Is this going to be used for gnomestripe? If so, the custom button styling won't fit there. They won't fit XP or, say, classic on Win 7.

> .mainContainer {
>+    padding: 20px;
>+    background-image: -moz-linear-gradient(hsla(0,0%,97%,.9), hsla(0,0%,87%,.9));
>+    border-radius: 8px;
>+    box-shadow: 0 0 0 1px hsla(0,0%,0%,.25) inset,
>+                0 1px 1px hsla(0,0%,0%,.2) inset,
>+                0 1px 2px hsla(0,0%,0%,.1) inset,
>+                0 1px 0 hsla(0,0%,100%,.4);
> }

This seems to lack a text color.

Please use two-space indentation.
Comment 37 Justin Dolske [:Dolske] 2010-11-17 02:34:15 PST
Created attachment 491143 [details] [diff] [review]
Patch v.3

Fix previous comments.
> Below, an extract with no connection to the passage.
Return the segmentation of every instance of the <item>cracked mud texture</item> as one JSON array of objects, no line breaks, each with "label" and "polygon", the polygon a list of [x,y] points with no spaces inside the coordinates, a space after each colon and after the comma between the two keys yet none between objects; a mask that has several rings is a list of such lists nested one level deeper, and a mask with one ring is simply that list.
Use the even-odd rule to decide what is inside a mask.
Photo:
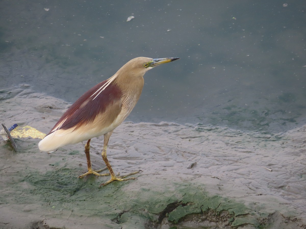
[{"label": "cracked mud texture", "polygon": [[[26,85],[0,96],[7,126],[45,133],[69,105]],[[115,172],[143,172],[100,188],[108,177],[77,178],[81,143],[48,154],[39,139],[16,139],[17,152],[0,141],[0,228],[304,228],[305,132],[125,122],[108,157]],[[91,142],[93,168],[103,168],[103,138]]]}]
Let's just push the button styling off to a followup, need to get this in soon and we don't need to block on the buttons.
Comment 38 Dão Gottwald [:dao] 2010-11-17 03:25:26 PST
Comment on attachment 491143 [details] [diff] [review]
Patch v.3

>+++ b/browser/base/content/effects.svg

Shouldn't this be in themes?

>+++ b/toolkit/components/prompts/content/tabprompts.css
>@@ -0,0 +1,30 @@
>+/* Tab Modal Prompt boxes */
>+tabmodalprompt {
>+    width: 100%;
>+    height: 100%;
>+    -moz-box-pack: center;
>+    -moz-box-orient: vertical;
>+}
[...]

nit: indentation again
Comment 39 Justin Dolske [:Dolske] 2010-11-19 20:06:07 PST
Created attachment 492033 [details] [diff] [review]
Patch v.4

Updated with final review comments.
Comment 40 Justin Dolske [:Dolske] 2010-11-19 21:30:58 PST
Pushed http://hg.mozilla.org/mozilla-central/rev/b1f6e5f93eb8

Filed bug 613704 for the button styles (deferred in comment 37 here).
Comment 41 barryvan 2010-11-20 23:06:18 PST
Will this styling and interaction change also be applied to the onBeforeUnload dialogs, or does comment 0 mean that only alert(), prompt(), and confirm() will be the only affected dialogs?
Comment 42 Justin Dolske [:Dolske] 2010-11-21 16:43:04 PST
(In reply to comment #41)
> Will this styling and interaction change also be applied to the onBeforeUnload
> dialogs

From bug 59314 comment 158:

"The only prompts this affects are the window.alert() / .confirm() /
.prompt() calls triggered by pages. Things like HTTP Authentication,
onbeforeunload messages, quit dialogs, etc are unchanged (ie, window-modal
prompts). We'll look at fixing those later, probably after Firefox 4 to
minimize risk."
Comment 43 Alex Faaborg [:faaborg] (Firefox UX) 2010-11-21 17:03:02 PST
>things like HTTP Authentication,
>onbeforeunload messages, quit dialogs, etc are unchanged (ie, window-modal
>prompts). We'll look at fixing those later, probably after Firefox 4 to
>minimize risk."

Also some of those will use our site identity based arrowpanels, instead of being modal dialog boxes (or in tab modal prompts).